Opinion

Tom Collins: Political lives, failure, and the legacy of Gerry Adams

Tom Collins

Tom Collins

Tom Collins is an Irish News columnist and former editor of the newspaper.

File photo dated 12/12/2000 of American President Bill Clinton (right) greeting Sinn Féin President Gerry Adams at the Guinness Storehouse in Dublin 
File photo dated 12/12/2000 of American President Bill Clinton (right) greeting Sinn Féin President Gerry Adams at the Guinness Storehouse in Dublin  File photo dated 12/12/2000 of American President Bill Clinton (right) greeting Sinn Féin President Gerry Adams at the Guinness Storehouse in Dublin 

Gerry Adams is a charmer. He once gave my wife a flower, a red rose I think it was, as a gift. He’d plucked it from a floral arrangement in Belfast City Hall.

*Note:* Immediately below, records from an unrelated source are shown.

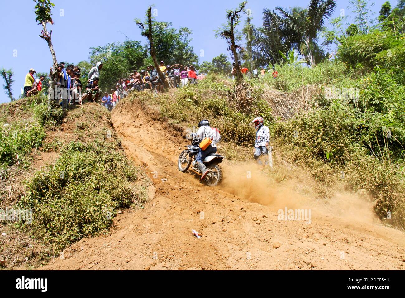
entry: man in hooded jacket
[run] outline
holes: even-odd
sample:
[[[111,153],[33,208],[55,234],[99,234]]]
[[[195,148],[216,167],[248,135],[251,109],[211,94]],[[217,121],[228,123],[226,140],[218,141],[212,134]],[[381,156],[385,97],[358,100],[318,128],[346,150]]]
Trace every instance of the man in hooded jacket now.
[[[98,62],[96,64],[96,66],[92,67],[92,69],[90,70],[90,71],[89,72],[89,81],[88,82],[90,84],[93,83],[93,79],[95,77],[98,77],[100,79],[100,71],[102,68],[102,63],[101,62]]]

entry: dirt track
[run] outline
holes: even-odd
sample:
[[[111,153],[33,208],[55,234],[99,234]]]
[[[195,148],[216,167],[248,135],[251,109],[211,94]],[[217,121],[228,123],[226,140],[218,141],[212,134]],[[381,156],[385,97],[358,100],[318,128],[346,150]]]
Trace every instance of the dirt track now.
[[[404,233],[335,217],[254,170],[248,179],[252,165],[224,163],[219,188],[179,172],[179,147],[187,141],[151,113],[127,101],[113,114],[127,155],[153,181],[145,208],[119,214],[109,236],[83,239],[65,250],[64,259],[43,268],[403,269]],[[277,210],[286,206],[311,208],[311,223],[278,220]]]

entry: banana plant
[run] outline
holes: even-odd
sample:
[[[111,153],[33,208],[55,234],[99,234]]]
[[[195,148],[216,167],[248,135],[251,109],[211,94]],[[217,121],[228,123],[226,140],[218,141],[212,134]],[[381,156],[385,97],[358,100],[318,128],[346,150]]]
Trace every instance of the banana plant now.
[[[280,55],[283,57],[284,60],[288,64],[298,64],[298,63],[306,63],[307,61],[302,59],[298,60],[298,54],[295,55],[295,50],[293,49],[290,51],[289,51],[284,54],[281,51],[279,50]]]

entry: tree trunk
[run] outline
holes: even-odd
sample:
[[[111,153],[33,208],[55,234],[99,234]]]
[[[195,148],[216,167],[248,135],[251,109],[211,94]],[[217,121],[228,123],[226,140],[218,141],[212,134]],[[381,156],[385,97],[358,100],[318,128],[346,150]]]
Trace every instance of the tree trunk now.
[[[161,81],[164,84],[164,77],[163,74],[162,72],[162,71],[160,70],[160,69],[159,68],[158,60],[156,59],[156,54],[155,53],[155,46],[153,43],[153,37],[152,34],[152,7],[150,6],[149,6],[149,9],[148,10],[148,27],[147,36],[148,39],[149,39],[149,43],[150,44],[151,56],[152,56],[152,59],[153,59],[153,63],[155,64],[155,68],[156,69],[156,71],[158,71],[158,74],[159,75],[159,79],[160,79]]]
[[[236,79],[235,80],[235,84],[237,86],[239,86],[242,84],[243,78],[242,75],[242,73],[241,72],[241,68],[239,67],[238,53],[236,51],[236,45],[235,44],[235,36],[233,31],[233,17],[230,18],[230,49],[233,55],[233,61],[235,64],[235,68],[236,69]]]
[[[309,37],[307,36],[305,38],[305,44],[307,47],[307,54],[308,56],[308,60],[309,62],[309,65],[311,67],[313,67],[316,65],[315,63],[315,57],[313,56],[313,52],[311,48],[311,41]]]
[[[250,18],[247,16],[247,51],[249,52],[249,61],[250,62],[250,70],[253,70],[253,61],[252,60],[252,36],[251,32]]]
[[[52,30],[48,34],[48,31],[47,30],[46,22],[42,22],[42,27],[44,29],[44,33],[42,35],[40,35],[39,37],[46,41],[48,43],[48,47],[49,48],[49,51],[51,51],[53,62],[50,72],[50,79],[49,81],[49,86],[48,88],[48,105],[50,107],[54,107],[58,105],[58,103],[55,102],[58,100],[58,90],[55,89],[58,81],[58,60],[56,60],[56,55],[53,50],[53,46],[52,44]]]

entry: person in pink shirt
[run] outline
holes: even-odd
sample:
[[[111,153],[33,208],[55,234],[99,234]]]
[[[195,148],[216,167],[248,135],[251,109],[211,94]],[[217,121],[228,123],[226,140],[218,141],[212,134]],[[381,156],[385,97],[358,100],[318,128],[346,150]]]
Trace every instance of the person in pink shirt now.
[[[192,65],[190,66],[190,70],[188,71],[188,77],[190,80],[190,84],[197,84],[197,74],[196,73],[196,69]]]
[[[181,87],[184,87],[188,84],[188,73],[187,66],[184,66],[184,70],[180,73],[180,78],[181,79]]]
[[[117,105],[117,94],[113,89],[111,90],[111,96],[113,98],[113,107],[115,107]]]

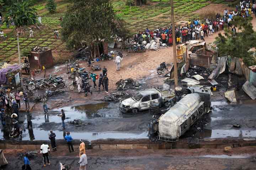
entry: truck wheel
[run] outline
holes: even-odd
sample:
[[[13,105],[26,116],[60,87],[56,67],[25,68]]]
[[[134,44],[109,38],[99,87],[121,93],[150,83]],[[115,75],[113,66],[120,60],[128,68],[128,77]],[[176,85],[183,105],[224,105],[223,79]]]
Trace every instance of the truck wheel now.
[[[133,114],[136,114],[138,113],[138,110],[136,108],[134,108],[132,109],[132,113]]]

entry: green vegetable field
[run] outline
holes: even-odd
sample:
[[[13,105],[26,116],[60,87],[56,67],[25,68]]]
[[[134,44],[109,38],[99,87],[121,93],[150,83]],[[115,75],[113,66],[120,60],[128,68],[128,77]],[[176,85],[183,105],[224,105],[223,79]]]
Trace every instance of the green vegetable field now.
[[[126,4],[124,0],[113,0],[114,10],[118,17],[124,19],[133,32],[144,30],[146,28],[156,29],[170,25],[171,4],[169,0],[148,0],[148,4],[142,6],[132,6]],[[176,21],[198,17],[192,12],[206,6],[210,3],[224,2],[224,0],[174,0],[174,11]],[[38,15],[42,18],[42,29],[35,31],[34,38],[29,38],[28,32],[21,35],[20,39],[21,51],[33,48],[37,46],[49,47],[53,50],[56,61],[64,60],[70,56],[70,53],[66,49],[65,44],[60,40],[54,39],[55,29],[60,29],[60,18],[63,17],[70,1],[65,0],[57,1],[56,12],[49,13],[46,8],[43,1],[33,6]],[[9,28],[6,24],[1,27],[7,35],[7,39],[0,42],[0,61],[18,62],[17,39],[14,26]]]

The occasion was the formal dinner to mark Alban Maginness’s election as Belfast’s Lord Mayor – 21 years ago.

I was this paper’s editor at the time, and had been seated beside Gerry and his quiet, warm and down-to-earth wife Colette. It’s fair to say that Gerry and I didn’t normally see eye-to-eye on how best to create an Ireland at peace with itself. The table plan, I assume, had been signed off by someone in the SDLP with a sense of humour.

It was a historic evening.

The first Catholic Lord Mayor was some achievement. This was an orange-coloured glass ceiling, well and truly shattered by one of the gentlemen of Irish politics.

There’s nothing the Irish like more than being present at a moment of history. The craic, as they say, was good – and Gerry was entering into the spirit of it. I’d like to think that I reciprocated with a rose for Colette. But I have no memory of that.

I’ve known a few politicians over the years; and one of the common threads I have noticed is the difference between their public persona and their private one.

In a television studio once, Ian Paisley went as close as he dared to saying I’d wanted him shot. (An editorial that week had suggested if he didn’t have anything useful to say, a period of silence was called for. This he translated as “you said you wanted me silenced!”) When the lights went down, he turned into avuncular companion and joked away with me.

Behind the scenes in City Hall, DUP and Sinn Féin members were working together quietly on a ‘you scratch my back, I’ll scratch yours’ basis years before they dared be seen together in public. It might have been “a putrid little statelet”, but in truth both of them saw it as their own putrid little statelet.

This weekend sees another of those moments of history. Mary Lou McDonald’s assumption of the presidency of Sinn Féin brings the curtain down on Mr Adams’s remarkable career. It is a career that has taken him from armalite to ballot box in the space of a generation.

Those of us who never bought the legitimacy of the armed struggle find it hard to give the Sinn Féin leader much credit for the peace process. John Hume, a visionary prepared to put country before party (a rare quality in a politician), was the one true author of the Good Friday Agreement. But Mr Adams and Martin McGuinness did a lot of the heavy lifting – and deserve credit for that at least.

It is just a pity the agreement came so late - when so many voices were raised in the seventies and eighties pointing out the futility of trying to coerce a million unionists into a political union with the Republic.

Those attending today’s special ard fheis in Dublin’s RDS will feel the hand of history upon their shoulders – as we did at Alban’s installation dinner. There will be fine words and grand statements; a tear or two perhaps at the passing of the Easter Lily to a new generation

At the time, Alban Maginness’s elevation seemed momentous. But the world did not change for the unionists who felt the loss of the lord mayoralty. And, in truth, it did not change much for the many nationalists who struggle still with poverty, unemployment and a nagging feeling that they do not fully belong in their own city.

The world without Gerry Adams at the helm of Sinn Féin will not be that much different – even if Mary Lou is bringing her own shoes.

If we always do what we’ve always done; we will always get what we’ve always got.

Adams remains an enigma. Charming yet ruthless. Loved and loathed. Public and private. There are many – and not just unionists – who will never be able to reconcile Gerry the peacemaker with the leader of a movement that for so long put ideology before human life.

In a much-celebrated observation, Enoch Powell noted: “All political lives, unless they are cut off in midstream at a happy juncture, end in failure.”

Having, in 1984, narrowly avoided being “cut off in midstream”, the jury is still out on whether Gerry Adams’s political career can be judged a success or failure. Final judgment depends on his successor’s ability to break the current deadlock.